Die duale Berufsausbildung ist anspruchsvoll geworden. Sie erfordert ein hohes Maß an fachlichem Wissen und den Umgang mit immer mehr Technologie. Unter den Absolventen seien derzeit 30 Prozent Abiturienten, sagt Otto, bei den Tischlern sogar die Hälfte. Die Quote steigt, aber dennoch bliebe es eine Herausforderung, Abiturienten (und ihren Eltern und Lehrern an Gymnasien) eine Ausbildung als gute Alternative zum Studium zu vermitteln. Argumente sind für Marcus Otto: Eine sichere und gute Ausbildung, Jobsicherheit, Entwicklungsmöglichkeiten, kurze Veränderungszeiten, Technologieeinsatz. Wichtig auch: „Der Betrieb muss zum Auszubildenden passen.“

Freiwilliges Handwerksjahr

Die Kreishandwerkerschaft Bergisches Land spricht sich für die Einführung eines Freiwilligen Handwerksjahres aus. Diese noch neue Idee läuft nach ähnlichem Konzept wie das Freiwillige Soziale Jahr. „Hier kann man sich Orientierung holen und einen Beruf gut kennenlernen“, sagt Hauptgeschäftsführer Marcus Otto. Noch besteht bei einigen Punkten wie Vergütung, Ausbildung in unterschiedlichen Unternehmen und Klärung der Schul- oder Berufsschulpflicht Rechtsunsicherheit. „Am besten wäre es, wenn das Jahr auch schon auf die Ausbildung angerechnet werden könnte“, sagt Otto.

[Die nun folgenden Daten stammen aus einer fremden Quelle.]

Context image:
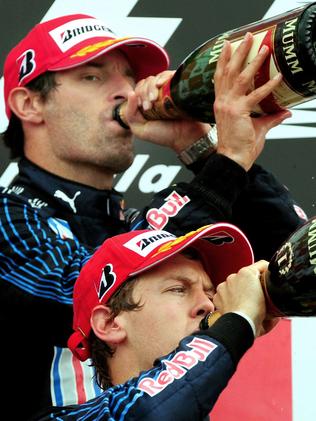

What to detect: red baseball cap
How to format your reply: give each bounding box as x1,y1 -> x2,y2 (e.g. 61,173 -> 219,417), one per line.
3,14 -> 170,118
68,223 -> 254,361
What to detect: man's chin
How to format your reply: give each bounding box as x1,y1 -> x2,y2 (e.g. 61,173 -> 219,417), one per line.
110,154 -> 134,174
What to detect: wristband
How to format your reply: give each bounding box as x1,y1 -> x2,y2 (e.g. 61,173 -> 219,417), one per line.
177,125 -> 218,165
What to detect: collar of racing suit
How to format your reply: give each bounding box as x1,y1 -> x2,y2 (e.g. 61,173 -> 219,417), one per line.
11,158 -> 126,220
5,158 -> 128,248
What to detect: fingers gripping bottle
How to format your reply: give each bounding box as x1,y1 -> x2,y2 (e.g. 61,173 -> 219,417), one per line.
114,3 -> 316,126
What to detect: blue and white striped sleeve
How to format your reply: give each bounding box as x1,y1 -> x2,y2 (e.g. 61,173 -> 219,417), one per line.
0,196 -> 92,305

Höchste Abiturquote in NRW

„Wir haben im Kreis eine der höchsten Abiturquoten in NRW, aber es gibt in den vergangenen Jahren einen deutlichen Rückgang an Anmeldungen in akademischen Studiengängen – bei gleichzeitigem Rückgang an besetzten Ausbildungsstellen im Kreisgebiet“, berichtet Sophia Tiemann über eine Entwicklung, die die Frage aufwirft: „Wohin gehen diese Schulabgänger denn?“ Tiemann erläutert, wie Studien es begründen: „Anscheinend können oder wollen sich viele der leistungsstarken Jugendlichen nicht sofort entscheiden. Sie machen zum Teil erstmal eine Auszeit, gehen ins Ausland. Vielen fehlt trotz – oder gerade wegen – der Informationsfülle die Orientierung.“

Wie ein roter Faden zieht sich durch die Veranstaltung, dass alles in Bewegung ist. Die Rahmenbedingungen verändern sich, die Berufe verändern sich, die jüngeren Generationen ticken anders als die älteren. Um die Veränderungen positiv nutzen zu können, ist auch die Ausbildung gefordert, sich zu verändern.

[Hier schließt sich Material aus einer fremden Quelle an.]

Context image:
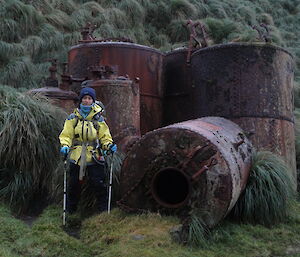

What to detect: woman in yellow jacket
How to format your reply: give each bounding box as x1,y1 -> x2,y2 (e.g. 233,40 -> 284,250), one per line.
59,87 -> 117,213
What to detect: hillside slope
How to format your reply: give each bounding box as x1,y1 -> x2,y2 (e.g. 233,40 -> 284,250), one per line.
0,0 -> 299,92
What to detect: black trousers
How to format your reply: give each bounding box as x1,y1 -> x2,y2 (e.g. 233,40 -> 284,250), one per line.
67,162 -> 108,213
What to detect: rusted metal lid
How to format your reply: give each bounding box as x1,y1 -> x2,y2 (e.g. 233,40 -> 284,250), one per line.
70,41 -> 165,55
28,87 -> 78,100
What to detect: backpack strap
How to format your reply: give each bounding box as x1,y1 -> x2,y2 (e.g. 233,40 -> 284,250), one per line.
69,112 -> 104,131
67,113 -> 79,127
91,113 -> 104,131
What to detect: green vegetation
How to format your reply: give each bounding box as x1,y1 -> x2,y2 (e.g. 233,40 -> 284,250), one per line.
1,0 -> 300,169
0,85 -> 67,214
0,84 -> 123,215
231,151 -> 295,226
0,0 -> 299,89
0,0 -> 300,255
0,203 -> 300,257
181,151 -> 295,246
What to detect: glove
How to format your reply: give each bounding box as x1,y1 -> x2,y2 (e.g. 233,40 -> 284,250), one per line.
109,143 -> 117,154
60,146 -> 69,156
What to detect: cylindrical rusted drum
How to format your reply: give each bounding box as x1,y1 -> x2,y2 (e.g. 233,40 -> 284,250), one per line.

Über die Veränderung bei jüngeren Generationen werden später die Unternehmensvertreter reden. Wichtig für die Institutionen sind die veränderten Bedarfe in den Betrieben, in denen zunehmend mit mehr Technologie und digital gearbeitet wird. „Problemlösungsfähigkeit und Innovationsfähigkeit sind Kernkompetenzen – egal in welchem Berufsfeld, das wird immer wichtiger“, sagt Sophia Tiemann. Schon von der Kita an werden diese Fähigkeiten mit Projekten wie MINT gefördert. „Immer wichtiger werden auch Coding und Robotik“, sagt sie. Mit dem Mathematikzentrum „MathZe“ in Rösrath wurde zudem ein kreisweiter Lernort für Schüler und Lehrer geschaffen. Hier wird spielerisch zum Beispiel Wahrscheinlichkeitsrechnung und räumliches Denken gefördert.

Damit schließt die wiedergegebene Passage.